This repository contains slides for and any additional resources related to the "Integrating reproducibility into the undergraduate statistics curriculum" talk at JSM 2016 in Chicago, IL.
- When: Wed, 8/3/2016, 8:30 AM - 10:20 AM
- Where: CC-W196c
- Line up:
- 8:35 AM - Reproducibility for All and Our Love/Hate Relationship with Spreadsheets — Jennifer Bryan, University of British Columbia
- 8:55 AM - Steps Toward Reproducible Research — Karl W. Broman, University of Wisconsin - Madison
- 9:15 AM - Enough with Trickle-Down Reproducibility: Scientists, Open This Gate! Scientists, Tear Down This Wall! — Karthik Ram, University of California at Berkeley
- 9:35 AM - Integrating Reproducibility into the Undergraduate Statistics Curriculum — Mine Cetinkaya-Rundel, Duke University
- 9:55 AM - Discussant: Yihui Xie, RStudio
- Chair: Amelia McNamara (filling in for Ben Baumer)
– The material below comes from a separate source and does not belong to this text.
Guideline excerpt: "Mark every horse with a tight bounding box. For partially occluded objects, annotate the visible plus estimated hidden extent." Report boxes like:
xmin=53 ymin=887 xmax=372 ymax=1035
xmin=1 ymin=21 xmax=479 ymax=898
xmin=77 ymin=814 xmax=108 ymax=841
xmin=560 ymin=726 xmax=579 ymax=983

The issue of reproducibility often comes up in the context of published research and the need to accompany such research with the data, analyses, software/code necessary to recreate the results. As statistics educators who teach data analysis, we should be instilling best practices in students as early as possible. We advocate for teaching data analysis at all levels of the statistics curriculum using a completely reproducible framework so that the new researchers we train have no other workflow than a reproducible one. Additionally, as statisticians we should be marshaling efforts for promoting reproducible data analysis practices in other disciplines as well. While all this might sound like a tall order at first, modern tools for literate programming (e.g. R Markdown) and systems for version control (e.g. GitHub, Open Science Framework) paired with carefully designed curricula that integrate the use of these tools early and often make this goal easier to attain than ever before. In this talk we will share experiences from undergraduate courses and research experiences teaching and practicing reproducible data analysis. We will also discuss collaborative efforts with non-statisticians for developing and promoting the use of a reproducible data analysis protocol.
- Intro:
- Two pronged approach to spreading reproducibility:
- Convince researchers to change their workflows and adopt reproducible ones
- Train new researchers who have no other workflow -- this talk focused on this prong
- Research / teaching:
- Often comes up in the context of published research and the need to accompany such research with the complete data and analyses, including software/code
- Educators who teach data analysis should be instilling best practices in students before they set out to do research
- Two pronged approach to spreading reproducibility:
- Share experiences from undergraduate courses that teach data analysis within a reproducibile framework
- Intro stat
- Toolkit: R + RStudio + R Markdown
- Address common concern: Can students handle it? Oh yeah!
- Scripting vs. GUI
- Scripting + RR tools: In fact, this workflow makes it easier to learn R since
- keeps workspace clean,
- keeps code organized,
- code + output always together, and
- syntax highlighting
- More course info:
- Course website: https://www.stat.duke.edu/courses/Spring16/sta101.001/
- Course materials: https://github.com/mine-cetinkaya-rundel/sta101-s16
- Intro data science
- Toolkit: R + RStudio + R Markdown + git + Github
- Address common concern: Can students handle it? Yes,
- But need to make instruction of workflow part of the curriculum
- Can't just hope students will figure it out
- More course info:
- Course website: https://www.stat.duke.edu/courses/Fall15/sta112.01/
- Course materials: https://github.com/mine-cetinkaya-rundel/sta112_f15
- Advanced stat computing
- Toolkit: R + RStudio + R Markdown + git + Github + Testing / Continuous Integration
- More info at http://bit.ly/statcomp_jsm2016
- Lesson: grow toolkit along with the complexity of computation
- Materials:
- Course website: http://www.stat.duke.edu/~cr173/Sta323_Sp16/
- Course materials: https://github.com/Sta323-Sp16
- Intro stat
- 2016/2017 projects: Carry the theme of reproducibility through the entire major with a capstone course and senior thesis that is fully reproducible
- Need instructor buy-in
- Needs to be part of the assessment
- Easily adoptable workflow helps
- More comments on toolkit:
- R / RStudio: Recommended
- But R not necessary:
- Any scripting language might work
- Even though the overhead in some might be more than others
- Pleasant side-effects:
- For instructor: easy Q&A + easy grading
- For student: easy collaboration + self promotion